Health care the Tommy Douglas way
TheStar.com – Opinions/EditorialOpinion
Published On Fri Dec 03 2010. By Carol Goar, Editorial Board
With constant reports of escalating medical costs, overcrowded hospitals, inadequate home care and prohibitively expensive drugs, it is easy to lose sight of what’s going right in Ontario’s health-care system.
One of medicare’s overlooked strengths — which got some welcome attention at Queen’s Park this week — is the network of community health centres that spans the province.
It wasn’t built by politicians, bureaucrats or systems experts. It sprang up because people wanted an alternative to impersonal, one-size-fits-all medicine.
Community health centres date back 40 years. Most began as pilot projects, designed to test medicare founder Tommy Douglas’s vision of a mature public health system that keeps people healthy as well as treating their injuries and diseases.
But once created, they quickly took root and spread. They now serve communities as diverse as Toronto’s Flemingdon Park and as remote as the logging towns north of Thunder Bay.
There are 73 community health centres in Ontario. They thrive in places where people don’t speak English; can’t navigate the province’s complex, rigidly compartmentalized medical system; or fear being judged, denigrated or chastised.
They help their patients manage everything from Type-2 diabetes to domestic violence. They welcome anyone regardless of race, language, background, socio-economic status or sexual orientation.
Most Ontarians know little or nothing about them.
That is one of the reasons the Association of Ontario Health Centres hosted a reception at the Legislature on Monday.
Health workers from these local medical-social hybrids talked about the work they do and clients they serve. They gave the audience a taste of storefront (or back-of-the-van) health care. They explained their philosophy.
And they outlined how community health centres differ from family health teams (which are doctor-driven); walk-in clinics (which provide fast, impersonal medicine); and ambulatory care centres (which are usually in hospitals or other institutional settings).
The other purpose of the gathering was to convince Health Minister Deb Matthews, her political colleagues and senior bureaucrats that community health centres deserve more funding.
No one put it that crassly. But the association’s intent was clear. It released a report entitled Addressing Ontario’s Great Health Divide, which challenged the governing Liberals to double the number of Ontarians served by community health centres over the next 10 years.
“Community health centres have been one of the great success stories of Ontario’s health system,” it said. “The time has come to start planning for more Ontarians to have access to them.”
No price tag was attached. But the cost would be substantial.
Five years ago, when George Smitherman was health minister, the province spent $74.6 million to create 49 new community health centres. That made room for an additional 200,000 users, bringing the total to 500,000.
In order to boost that to 1 million people, as the association is proposing, the government would have to invest roughly $190 million.
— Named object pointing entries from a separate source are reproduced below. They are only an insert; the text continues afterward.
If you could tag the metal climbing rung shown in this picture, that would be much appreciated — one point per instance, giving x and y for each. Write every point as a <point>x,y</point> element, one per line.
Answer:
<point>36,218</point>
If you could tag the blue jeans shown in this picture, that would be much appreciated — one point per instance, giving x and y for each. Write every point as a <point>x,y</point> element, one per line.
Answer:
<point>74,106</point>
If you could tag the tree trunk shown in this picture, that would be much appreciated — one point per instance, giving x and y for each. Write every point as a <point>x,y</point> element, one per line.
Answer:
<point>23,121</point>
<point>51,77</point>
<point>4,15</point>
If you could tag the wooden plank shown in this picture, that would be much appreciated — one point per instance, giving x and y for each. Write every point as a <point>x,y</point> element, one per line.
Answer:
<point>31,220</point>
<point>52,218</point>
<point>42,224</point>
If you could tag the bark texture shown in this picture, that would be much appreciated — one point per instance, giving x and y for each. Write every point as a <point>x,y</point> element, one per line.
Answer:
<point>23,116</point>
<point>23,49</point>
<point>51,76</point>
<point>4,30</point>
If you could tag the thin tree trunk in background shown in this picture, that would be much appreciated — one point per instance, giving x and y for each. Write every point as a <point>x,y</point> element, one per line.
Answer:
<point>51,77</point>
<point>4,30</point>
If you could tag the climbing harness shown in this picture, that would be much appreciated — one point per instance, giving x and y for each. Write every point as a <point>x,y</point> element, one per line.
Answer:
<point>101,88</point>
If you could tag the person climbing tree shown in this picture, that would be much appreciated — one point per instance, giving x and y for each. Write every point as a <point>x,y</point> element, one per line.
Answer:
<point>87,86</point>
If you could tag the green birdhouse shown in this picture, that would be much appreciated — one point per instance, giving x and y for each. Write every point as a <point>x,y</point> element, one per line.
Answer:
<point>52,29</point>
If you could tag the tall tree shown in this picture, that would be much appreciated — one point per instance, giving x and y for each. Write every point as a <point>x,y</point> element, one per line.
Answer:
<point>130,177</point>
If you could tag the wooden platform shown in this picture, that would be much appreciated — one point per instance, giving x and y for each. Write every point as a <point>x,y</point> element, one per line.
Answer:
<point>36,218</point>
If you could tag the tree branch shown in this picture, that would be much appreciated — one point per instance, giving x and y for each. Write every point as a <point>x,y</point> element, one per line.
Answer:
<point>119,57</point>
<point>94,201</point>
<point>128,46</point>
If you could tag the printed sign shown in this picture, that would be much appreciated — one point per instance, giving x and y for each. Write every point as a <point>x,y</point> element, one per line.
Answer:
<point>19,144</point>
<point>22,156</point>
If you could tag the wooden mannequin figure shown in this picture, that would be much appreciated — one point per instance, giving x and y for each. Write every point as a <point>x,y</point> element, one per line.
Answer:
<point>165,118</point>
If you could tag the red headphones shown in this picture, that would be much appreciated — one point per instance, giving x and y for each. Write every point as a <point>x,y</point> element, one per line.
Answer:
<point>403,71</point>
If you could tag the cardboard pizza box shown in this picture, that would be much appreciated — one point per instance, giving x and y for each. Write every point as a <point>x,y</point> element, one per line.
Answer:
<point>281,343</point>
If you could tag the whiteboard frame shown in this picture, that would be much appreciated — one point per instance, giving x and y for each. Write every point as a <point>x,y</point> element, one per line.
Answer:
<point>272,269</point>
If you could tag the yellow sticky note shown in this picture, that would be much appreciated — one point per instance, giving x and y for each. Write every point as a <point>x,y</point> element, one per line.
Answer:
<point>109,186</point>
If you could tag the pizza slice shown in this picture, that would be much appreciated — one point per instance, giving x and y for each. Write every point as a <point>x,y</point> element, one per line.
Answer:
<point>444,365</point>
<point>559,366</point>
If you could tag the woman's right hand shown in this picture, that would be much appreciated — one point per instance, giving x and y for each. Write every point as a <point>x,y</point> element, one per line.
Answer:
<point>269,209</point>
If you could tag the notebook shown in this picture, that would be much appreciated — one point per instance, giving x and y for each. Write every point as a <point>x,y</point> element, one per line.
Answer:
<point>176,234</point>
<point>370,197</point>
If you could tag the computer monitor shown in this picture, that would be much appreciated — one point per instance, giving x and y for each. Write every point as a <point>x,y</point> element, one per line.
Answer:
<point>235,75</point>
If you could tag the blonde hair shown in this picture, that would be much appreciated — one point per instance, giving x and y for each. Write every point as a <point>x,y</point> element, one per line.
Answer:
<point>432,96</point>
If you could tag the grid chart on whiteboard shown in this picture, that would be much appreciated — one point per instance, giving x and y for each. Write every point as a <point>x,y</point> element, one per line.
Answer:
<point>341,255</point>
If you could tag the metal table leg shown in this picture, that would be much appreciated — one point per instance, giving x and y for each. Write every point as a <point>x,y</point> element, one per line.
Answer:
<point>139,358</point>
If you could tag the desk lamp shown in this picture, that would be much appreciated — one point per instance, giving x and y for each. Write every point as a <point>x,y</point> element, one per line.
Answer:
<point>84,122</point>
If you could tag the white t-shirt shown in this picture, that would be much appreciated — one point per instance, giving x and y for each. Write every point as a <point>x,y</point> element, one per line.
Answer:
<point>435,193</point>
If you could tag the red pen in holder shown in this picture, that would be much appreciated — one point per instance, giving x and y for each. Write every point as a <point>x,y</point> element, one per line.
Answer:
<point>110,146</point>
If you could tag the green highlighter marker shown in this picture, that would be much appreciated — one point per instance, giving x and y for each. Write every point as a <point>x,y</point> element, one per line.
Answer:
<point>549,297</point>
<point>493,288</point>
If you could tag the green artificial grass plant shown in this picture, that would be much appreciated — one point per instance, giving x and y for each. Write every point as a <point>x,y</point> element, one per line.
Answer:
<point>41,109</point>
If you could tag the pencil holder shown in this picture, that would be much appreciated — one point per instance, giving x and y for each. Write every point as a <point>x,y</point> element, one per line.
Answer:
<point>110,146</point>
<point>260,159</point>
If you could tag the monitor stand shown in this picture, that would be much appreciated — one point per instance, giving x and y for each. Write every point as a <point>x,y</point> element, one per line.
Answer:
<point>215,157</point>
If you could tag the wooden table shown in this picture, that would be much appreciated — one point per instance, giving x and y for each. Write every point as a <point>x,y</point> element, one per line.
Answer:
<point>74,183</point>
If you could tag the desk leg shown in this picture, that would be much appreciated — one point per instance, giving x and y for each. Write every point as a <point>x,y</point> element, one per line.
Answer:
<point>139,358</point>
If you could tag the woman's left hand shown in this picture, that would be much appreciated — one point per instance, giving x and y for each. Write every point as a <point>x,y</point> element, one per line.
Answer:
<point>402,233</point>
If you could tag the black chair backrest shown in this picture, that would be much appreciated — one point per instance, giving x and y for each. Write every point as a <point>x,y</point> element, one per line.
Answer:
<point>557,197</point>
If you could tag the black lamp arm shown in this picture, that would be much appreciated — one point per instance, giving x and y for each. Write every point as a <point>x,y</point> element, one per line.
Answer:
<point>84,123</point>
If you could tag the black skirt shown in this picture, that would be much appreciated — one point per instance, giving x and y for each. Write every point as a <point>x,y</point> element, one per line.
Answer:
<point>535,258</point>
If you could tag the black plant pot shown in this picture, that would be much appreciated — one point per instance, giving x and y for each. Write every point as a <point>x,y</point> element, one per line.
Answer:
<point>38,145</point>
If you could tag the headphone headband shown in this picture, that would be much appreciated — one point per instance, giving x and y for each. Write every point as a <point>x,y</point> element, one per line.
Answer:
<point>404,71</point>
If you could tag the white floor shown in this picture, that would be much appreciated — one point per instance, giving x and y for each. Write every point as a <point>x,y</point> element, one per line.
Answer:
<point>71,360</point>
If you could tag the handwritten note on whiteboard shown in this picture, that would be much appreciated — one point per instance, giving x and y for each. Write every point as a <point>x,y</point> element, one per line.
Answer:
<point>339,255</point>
Although that is not a huge amount relative to the $46 billion Ontario spends on health care each year, it is a large outlay, especially for a government with an $18.7 billion deficit, facing years of tepid growth and a Conservative party that is whipping up cost-cutting fervour.
In theory, Matthews could reallocate the dollars within the health budget, but she would encounter fierce resistance from the hospitals, the doctors, the pharmaceutical companies, the nursing homes and many voters. In practice, she is likely to lie low in election year.
If Ontario’s community health centres are to have any hope of competing with these powerful entrenched interests, they have to get better at telling their story.
The good news is that they’ve begun.
The bad news is that times are tough, their patients have little electoral clout, their supporters have little financial heft and the public thinks health spending is out of control.